After a moment of ruffling through my bag, I yank out a pair of tights and hold them up. “These okay?”
Molly looks wary, but nods. “They’ll be all right, if anyone makes a comment. I did not tell you to wear them.”
We laugh. Molly points me off to the closest toilet. After banging my foot on the sink twice and my calf on the toilet, I pull my tights and shorts on. With a sore leg, I exit the bathroom. Molly’s face drops as she says, “you look like a whore.”
“I kinda do, don’t I?” I say, looking down at my skinny chicken legs. All of my skinny chicken legs.
“But you don’t really care, do you?” she answers, folding her arms across her chest.
“No, I don’t, should I?” If you haven’t noticed, we’re getting lost in the rhythmical pattern of asking each other questions.
“I would, but you don’t. you’re not trying to make a statement, are you?”
“Dunno, I don’t think I am. It looks like I am, doesn’t it?” I crack a smile. Molly, then, erupts into giggles and I do the same.
“We’re sort of mad,” Molly says in between fits of laughter.
“Sort of, Molly. You are mad.” I hear a deep creepy voice drawl behind us. I can’t stand boys with overly deep voices that creep you out. I don’t like the sort of boys who stalk you either, you know as most girls shouldn’t, but some girls have a couple of loose screws and think it’s charming. Charming, my arse.
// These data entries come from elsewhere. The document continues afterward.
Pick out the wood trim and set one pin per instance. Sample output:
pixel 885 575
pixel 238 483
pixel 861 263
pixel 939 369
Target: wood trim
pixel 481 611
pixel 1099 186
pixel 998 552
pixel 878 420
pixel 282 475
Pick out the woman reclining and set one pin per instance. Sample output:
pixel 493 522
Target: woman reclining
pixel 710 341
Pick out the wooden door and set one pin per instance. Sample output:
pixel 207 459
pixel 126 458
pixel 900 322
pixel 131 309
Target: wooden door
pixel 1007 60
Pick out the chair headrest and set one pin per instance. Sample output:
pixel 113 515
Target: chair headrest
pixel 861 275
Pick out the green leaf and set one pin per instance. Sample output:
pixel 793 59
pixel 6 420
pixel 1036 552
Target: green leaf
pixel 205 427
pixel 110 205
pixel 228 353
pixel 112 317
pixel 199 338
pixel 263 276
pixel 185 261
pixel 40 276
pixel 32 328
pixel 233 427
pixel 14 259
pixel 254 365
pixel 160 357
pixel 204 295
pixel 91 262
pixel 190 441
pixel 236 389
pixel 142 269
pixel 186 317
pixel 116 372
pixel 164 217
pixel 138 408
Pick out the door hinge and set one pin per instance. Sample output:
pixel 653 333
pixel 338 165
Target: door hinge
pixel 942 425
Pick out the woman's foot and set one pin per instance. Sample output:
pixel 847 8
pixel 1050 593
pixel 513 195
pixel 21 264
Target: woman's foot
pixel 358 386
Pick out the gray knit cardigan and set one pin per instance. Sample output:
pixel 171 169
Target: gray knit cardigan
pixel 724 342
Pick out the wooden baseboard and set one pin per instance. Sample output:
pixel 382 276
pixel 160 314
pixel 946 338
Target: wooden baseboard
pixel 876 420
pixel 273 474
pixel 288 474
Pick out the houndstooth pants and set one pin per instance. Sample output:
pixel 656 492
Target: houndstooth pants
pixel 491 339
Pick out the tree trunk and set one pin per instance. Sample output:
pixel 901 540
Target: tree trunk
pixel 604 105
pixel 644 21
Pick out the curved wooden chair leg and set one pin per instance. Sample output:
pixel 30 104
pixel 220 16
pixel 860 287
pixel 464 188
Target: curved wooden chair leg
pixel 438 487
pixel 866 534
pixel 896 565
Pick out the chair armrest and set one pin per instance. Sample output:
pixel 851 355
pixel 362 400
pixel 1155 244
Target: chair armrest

I turn around. Internally, I face-palm. His name escapes me. I want to give myself a pat on the back, well done for successfully not remembering one of your childhood best friend’s names. I curse my cheese brain under my breath and watch him as he looks me over.
“Nice legs,” he says in a surly voice that makes my toes curl.
“Nice face,” I retort. He has a handsome face, with a ‘chiseled’ jaw line. Let’s be honest, most of us don’t actually know what a so-called chiselled jaw line looks like.
“Still a cow, Connie?”
Holy guacamole, Andrew. Since when did Andrew Longbottom get sexy, we’d all heard that his dad was a late bloomer, but seriously. What happened to the fat boy who used to eat fish and chips everyday?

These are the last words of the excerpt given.